Crop and Pasture Science Crop and Pasture Science Society
Plant sciences, sustainable farming systems and food quality
RESEARCH ARTICLE

Changes in farming practices impact on spore release patterns of the blackleg pathogen, Leptosphaeria maculans

J. McCredden A , R. B. Cowley A , S. J. Marcroft B and A. P. Van de Wouw C D
+ Author Affiliations
- Author Affiliations

A DuPont Pioneer Australia, 13 Lawson Street, Wagga Wagga, NSW 2650, Australia.

B Marcroft Grains Pathology, Grains Innovation Park, 110 Natimuk Road, Horsham, Vic. 3400, Australia.

C School of BioSciences, The University of Melbourne, Parkville, Vic. 3050, Australia.

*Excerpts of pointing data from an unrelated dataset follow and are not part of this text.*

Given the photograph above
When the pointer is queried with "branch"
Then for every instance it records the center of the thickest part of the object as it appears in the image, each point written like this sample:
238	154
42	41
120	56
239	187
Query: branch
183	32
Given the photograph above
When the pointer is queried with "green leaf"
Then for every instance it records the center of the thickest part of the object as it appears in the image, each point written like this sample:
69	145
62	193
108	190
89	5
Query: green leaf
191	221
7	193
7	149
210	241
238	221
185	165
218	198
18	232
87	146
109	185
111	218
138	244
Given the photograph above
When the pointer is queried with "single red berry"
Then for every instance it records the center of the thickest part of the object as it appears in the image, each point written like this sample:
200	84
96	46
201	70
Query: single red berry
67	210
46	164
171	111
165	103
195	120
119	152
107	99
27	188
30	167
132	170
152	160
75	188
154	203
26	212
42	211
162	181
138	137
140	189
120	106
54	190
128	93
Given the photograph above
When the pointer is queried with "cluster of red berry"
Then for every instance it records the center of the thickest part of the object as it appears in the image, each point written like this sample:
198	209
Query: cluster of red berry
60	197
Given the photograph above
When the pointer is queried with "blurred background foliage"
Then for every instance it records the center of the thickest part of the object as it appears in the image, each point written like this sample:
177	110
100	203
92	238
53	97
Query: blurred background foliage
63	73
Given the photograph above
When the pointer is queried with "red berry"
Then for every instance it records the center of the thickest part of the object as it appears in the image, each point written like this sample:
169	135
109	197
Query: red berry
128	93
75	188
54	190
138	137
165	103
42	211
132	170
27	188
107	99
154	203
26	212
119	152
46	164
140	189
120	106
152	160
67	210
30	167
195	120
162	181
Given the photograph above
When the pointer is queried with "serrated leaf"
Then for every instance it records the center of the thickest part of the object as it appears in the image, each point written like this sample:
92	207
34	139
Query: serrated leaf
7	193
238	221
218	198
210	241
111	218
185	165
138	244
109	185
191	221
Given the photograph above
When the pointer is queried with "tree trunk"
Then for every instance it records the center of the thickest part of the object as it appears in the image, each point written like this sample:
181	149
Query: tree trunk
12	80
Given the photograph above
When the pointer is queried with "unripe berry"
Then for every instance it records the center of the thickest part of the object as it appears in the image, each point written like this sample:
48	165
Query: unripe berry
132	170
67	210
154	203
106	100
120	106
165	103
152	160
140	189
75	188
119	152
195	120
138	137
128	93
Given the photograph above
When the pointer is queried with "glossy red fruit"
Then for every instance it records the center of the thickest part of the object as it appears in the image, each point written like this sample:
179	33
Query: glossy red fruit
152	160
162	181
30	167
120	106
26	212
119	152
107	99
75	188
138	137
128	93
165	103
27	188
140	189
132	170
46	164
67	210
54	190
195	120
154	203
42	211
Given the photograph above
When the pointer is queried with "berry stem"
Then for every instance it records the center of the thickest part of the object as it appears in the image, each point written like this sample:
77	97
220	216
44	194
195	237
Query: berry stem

D Corresponding author. Email: apvdw2@unimelb.edu.au

Crop and Pasture Science - https://doi.org/10.1071/CP16404
Submitted: 26 October 2016  Accepted: 9 March 2017   Published online: 26 April 2017

Abstract

Blackleg disease is caused by the stubble-borne pathogen Leptosphaeria maculans and results in significant yield losses in canola (Brassica napus) worldwide. Control of this disease includes breeding for resistance, fungicides and cultural practices including stubble management. In recent years, cropping systems have changed with the introduction of no-till farming and inter-row sowing, and it is unknown what impact these changes have had on stubble retention. The aim of this study is to investigate the impact of inter-row sowing on stubble retention and spore release. The use of inter-row sowing resulted in 25–48% of stubble remaining standing (vertical) in fields after 1 year. Furthermore, spore release was significantly (P < 0.05) delayed in stubble that remained vertical in the field compared with stubble lying down, with total spore release from vertical stubble 66% less than from horizontal stubble. The impact these changes have on the epidemiology of blackleg disease remains unknown.

Additional keywords: canola, horizontal stubble, inter-row sowing, standing stubble.